What Your Site Can Do to Kids

When Dana mentioned his 11-year-old daughter was asked for her email address on a warranty card, it struck a chord with MessageMedia's permission advocate, Derek Scruggs. "The company that asked your daughter for heremail address should be careful," he warned. The FTC will begin enforcing the Children's Online Privacy Protection Act in April, and your web site could get in major trouble if it doesn't get proper parental consent to collect children's data.

A few days ago, I mentioned how my 11-year-old daughter was asked for her email address on a warranty card. I was being flip we used mine.

But the comment struck a chord with MessageMedia’s permission advocate, Derek Scruggs. “The company that asked your daughter for her email address should be careful,” he warned.
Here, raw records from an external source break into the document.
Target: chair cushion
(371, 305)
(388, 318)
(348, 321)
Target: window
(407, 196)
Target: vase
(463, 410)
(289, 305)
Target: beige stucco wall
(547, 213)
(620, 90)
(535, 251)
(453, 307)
The Federal Trade Commission will begin enforcing the Children’s Online Privacy Protection Act (COPPA) in April, he added, and your web site could get in major trouble if it doesn’t get proper parental consent to collect children’s data.

The best expert on this, he said, is Elizabeth Lascoutx at the Children’s Advertising Review Unit (CARU), affiliated with the national Better Business Bureau.

We were lucky. She was in.

“The bottom line is you have to post a clear privacy policy,” she said, describing information practices and providing a contact for questions. “Once you have said what you do, the next thing is to do what you say.”

That sounds simple enough but when your target market is under 13, it can be tough to implement. Consider these guidelines:

  • When you’re talking about kids under 13, if you’re going to share personal information on a child with any third party you must have prior parental permission.
  • If you’re to allow a child to disclose personal information through chat or home pages, you must get prior verified permission.
  • If you’re collecting information for internal use only, like email for a newsletter or a contest entry, you must notify the parent as to what you collected, why and for what purpose, giving them a chance to opt out.

How do you get that permission, especially when the child and parent share an email address? “There is no perfect answer yet,” Lascoutx admitted. So through April 21, there’s an interim standard, dubbed “email plus”: After you get a response from the parent’s email box you send a second email, acknowledging the permission and offering a second chance to opt out.

After April 21, “verified permission” systems may be required that get even messier. For instance, you could send “an email to the parent saying we’ve collected the information, would you please call this 800 number to let us know it’s OK. A trained operator should be able to tell the difference between a kid and adult.”

It all sounds a bit like a popular argument against school prayer: If it’s strong enough to do good it will do harm, and if it’s weak enough not to do harm it can’t possibly do any good. That’s why email plus is an interim standard we still have some time to come up with something livable.

Digital signatures would be the best solution, Lascoutx admitted, but few parents have them. Or we could use a system of infomediaries, specialty firms who would off-load the permission hassles from us.

Oh, and one more thing. About that warranty card I needn’t have worried. “COPPA only deals with online data collection. It doesn’t deal with offline data collection of online data. Kids have long been able to fill out box-tops or write envelopes.” After all, before mailing out that warranty card, my girl did have to ask me for a stamp.